Carta Aberta à comunidade do Indi,
Ouvi uma educadora no rádio dizendo que deveríamos 'aproveitar' a tragédia
de Realengo (e se desculpou pelo uso deste verbo) para aprofundar a reflexão e
discussão de questões incômodas pela sua complexidade, uma delas o bullying nas
escolas.
O artigo do psicanalista e escritor Sergio Telles, no Estado de São Paulo de sábado,
no link abaixo, do qual destaco um pequeno trecho, ecoa a minha percepção sobre
o assunto, que o bullying é só uma modalidade de manifestação de intolerância e
falta de entendimento/percepção do sentimento do outro.
"Mas afinal, o que é o bullying? É o nome novo para uma antiga realidade - o
mecanismo de psicologia grupal que acontece nas escolas no qual uma criança é
escolhida como saco de pancadas pelo grupo, que nela projeta tudo que não
tolera em si mesmo. Habitualmente isso ocorre com as crianças mais frágeis, que
não conseguem se defender, sofrendo passivamente as maiores agressões.
Ao se observar com mais atenção, logo entendemos que o bullying não acontece
apenas entre as crianças. Existe em todos os grupos humanos e em todas as
faixas etárias, sendo responsável pela formação dos "bodes expiatórios",
pessoas usadas pelos grupos para nelas descarregarem seus sentimentos
negativos. Mais ainda, é a base de todo e qualquer preconceito contra pessoas e
minorias, e não seria exagero dizer que sua manifestação social macroscópica
mais radical é a guerra. Estamos falando da destrutividade e das múltiplas
formas pelas quais ela se manifesta nos atos humanos."
Sérgio Telles, Estado de São Paulo, 16/04/2011
http://www.estadao.com.br/estadaodehoje/20110416/not_imp706941,0.php
Ao mesmo tempo, imagino que, muitas vezes, os próprios 'bulliers', causadores do sofrimento
psicológico na vítima, não têm nem noção ou intenção de fazerem o que estão
fazendo, já que o sentimento de humilhação está no outro.
Explicitar e discutir essas coisas, não só à luz triste desta tragédia, mas continuamente, é obrigação de todos nós, que
vivemos em comunidade. Vejo, principalmente, a família e a escola como espaços
privilegiados e essenciais para falar sobre tolerância, convivência com as diferenças. A família e
a escola são as células da comunidade e delas precisam vir mudanças culturais,
influenciar e serem influenciadas pela comunidade, na minha visão (leiga) de mãe e
cidadã.
Tendo essa situação como pano de fundo, trago aqui algumas questões para a escola e comunidade, ao mesmo tempo que cobrando uma postura menos 'silenciosa', me colocando a disposição para discussão construtiva:
1) Como está a discussão do bullying (reconhecimento e tratamento de situações)

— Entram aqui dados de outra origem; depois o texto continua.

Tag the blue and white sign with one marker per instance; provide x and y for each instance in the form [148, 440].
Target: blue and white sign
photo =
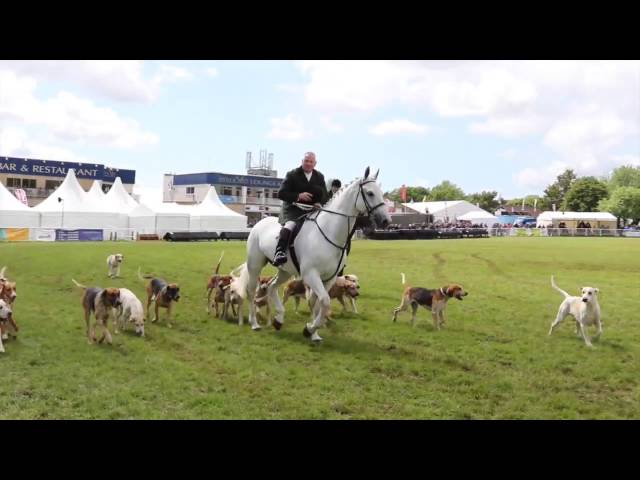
[50, 168]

no corpo docente e funcionários do Indi? Qual a visão da escola sobre o
problema? Me recordo que há um tempo atrás, houve uma chamada para palestra sobre o
tema na escola (na qual não estive presente). Qual foi o aprendizado para a
escola com a palestra?
2) Como esta questão específica está sendo discutida com os alunos? Tive notícia
que no dia seguinte à tragédia de Realengo, os professores, em cada aula, abordaram o
assunto, mas não sei qual foi essa abordagem, nem se foram orientados pela coordenação ou foram manifestações espontâneas. Tive a impressão, pelos comentários da minha filha, que a mensagem perdeu a efetividade, tantas vezes que foi repetida. É a melhor estratégia? No portal
do Indi não há nenhuma menção sobre este tipo de discussão ou outras do gênero.
3) Que fóruns estamos utilizando, como comunidade (pais, alunos, professores, coordenadores,
funcionários), para discutir questões importantes, valores, conceitos,
diferenças? O quanto de energia nossa é colocada em rotina e o quanto de tempo e
energia são dispendidos em reflexão, visão de futuro, como educar as crianças de uma geração que vai criar o próprio mundo para viver?
4) Sobre essa questão de bullying, especificamente, há uma discussão do Indi com outras
escolas para troca de experiências e perspectivas de enfrentamento de desafios?